3. Clinical Characteristics

This includes whether the devices have:

• The same intended purpose
• Similar indications
• Comparable patient populations
• Similar clinical performance expectations

This is often where the greatest scrutiny occurs.

Why Many Equivalence Claims Fail

Many failed submissions do not prove equivalence is impossible.

They often prove that equivalence was not demonstrated rigorously enough.

Common reasons for failure include:

Superficial Comparisons

Claiming devices are “similar” without detailed analysis is rarely sufficient.

Regulators expect evidence, not assumptions.

Insufficient Access to Comparator Data

This is a major challenge.

To prove equivalence, manufacturers often need deep information about the comparator device.

That information may not always be available.

Without it, justification becomes difficult.

Overreliance on Literature

Literature alone often cannot fill significant evidence gaps.

It may support an argument, but rarely replaces a comprehensive equivalence demonstration.

Ignoring Material or Design Differences

Even minor changes may have clinical or biological implications.

These differences must be addressed, not overlooked.

So Is Equivalence Still Possible?

Yes.

But only when it is approached strategically.

Equivalence may still be viable when:

• Devices are genuinely highly comparable
• Strong technical, biological, and clinical data exist
• Access to relevant supporting information is available
• The justification is structured and scientifically robust

In these circumstances, equivalence can still support a clinical evidence strategy.

But it demands far more than it once did.

The Biggest Misconception About Equivalence

The biggest misconception is that equivalence failed because regulators eliminated it.

That is not what happened.

What changed is the tolerance for weak justification.

In many cases, equivalence did not disappear.

Poorly supported equivalence claims simply stopped surviving scrutiny.

That is an important distinction.

When Equivalence May Be Difficult

There are situations where equivalence becomes much harder, particularly for:

• Higher-risk devices
• Novel technologies
• Devices with significant design differences
• Cases where comparator data is inaccessible

In these situations, relying solely on equivalence may be risky.

A stronger strategy may require generating additional clinical evidence.

Equivalence Should Be a Strategy, Not a Default

This is perhaps the most important mindset shift.

Too often, equivalence is treated as the starting point.

It should not be.

It should be considered a strategic option only when the evidence supports it.

The better question is not:

Can we use equivalence?

It is:

Can we defend equivalence under scrutiny?

That changes how manufacturers approach the problem.

How to Make Equivalence More Defensible

If pursuing equivalence under MDR, several principles matter:

Start with Gap Analysis

Identify where comparability is strong—and where it is weak.

Do not assume alignment.

Test it.

Document Comparisons in Depth

Technical, biological, and clinical comparisons must be detailed, not high level.

Depth matters.

Address Differences Directly

Differences should not be hidden.

They should be analyzed and justified.

Integrate Risk Management

Equivalence should align with the broader risk management and clinical evaluation strategy.

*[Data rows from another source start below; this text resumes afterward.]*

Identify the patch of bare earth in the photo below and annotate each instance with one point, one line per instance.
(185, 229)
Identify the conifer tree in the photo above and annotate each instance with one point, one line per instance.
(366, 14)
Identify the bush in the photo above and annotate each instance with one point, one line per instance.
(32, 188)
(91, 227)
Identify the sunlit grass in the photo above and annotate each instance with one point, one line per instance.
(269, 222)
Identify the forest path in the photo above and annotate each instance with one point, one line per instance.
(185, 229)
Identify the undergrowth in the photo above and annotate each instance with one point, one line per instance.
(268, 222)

It cannot exist in isolation.

Be Realistic

If equivalence is weak, forcing the strategy may create greater regulatory risk than pursuing additional evidence.

What Manufacturers Should Stop Doing

Manufacturers should stop treating equivalence as:

• A shortcut to avoid clinical evidence generation
• A literature exercise
• A documentation formality
• A legacy strategy that still works unchanged under MDR

That thinking creates risk.

Final Thought

So, is equivalence under MDR dead?

No.

But it has evolved.

It is no longer a convenient pathway built on broad similarity claims.

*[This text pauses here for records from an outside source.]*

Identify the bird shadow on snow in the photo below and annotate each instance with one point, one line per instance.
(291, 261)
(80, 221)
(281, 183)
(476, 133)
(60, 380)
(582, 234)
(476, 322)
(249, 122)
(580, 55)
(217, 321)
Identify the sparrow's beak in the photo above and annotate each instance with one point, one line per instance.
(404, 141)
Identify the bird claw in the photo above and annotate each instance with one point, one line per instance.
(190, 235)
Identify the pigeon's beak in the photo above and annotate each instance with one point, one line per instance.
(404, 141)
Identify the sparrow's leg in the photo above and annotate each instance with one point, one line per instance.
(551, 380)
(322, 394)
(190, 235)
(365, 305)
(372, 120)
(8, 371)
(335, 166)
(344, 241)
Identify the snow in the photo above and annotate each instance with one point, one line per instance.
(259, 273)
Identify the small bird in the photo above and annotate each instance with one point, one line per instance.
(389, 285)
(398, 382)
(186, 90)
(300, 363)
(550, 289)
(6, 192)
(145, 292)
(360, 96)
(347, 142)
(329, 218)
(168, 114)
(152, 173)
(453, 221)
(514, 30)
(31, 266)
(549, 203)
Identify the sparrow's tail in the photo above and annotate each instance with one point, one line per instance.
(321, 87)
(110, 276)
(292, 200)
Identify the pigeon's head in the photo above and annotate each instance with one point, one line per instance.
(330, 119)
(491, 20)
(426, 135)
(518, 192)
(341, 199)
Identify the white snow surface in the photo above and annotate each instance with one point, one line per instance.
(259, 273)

It is a high-scrutiny strategy that requires strong evidence, deep analysis, and defensible justification.

And that changes everything.

The real question is not whether equivalence still exists.

It does.

The real question is whether manufacturers are prepared to meet the standard required to make it work.

Because under EU MDR, equivalence is not dead.

But weak equivalence arguments probably are.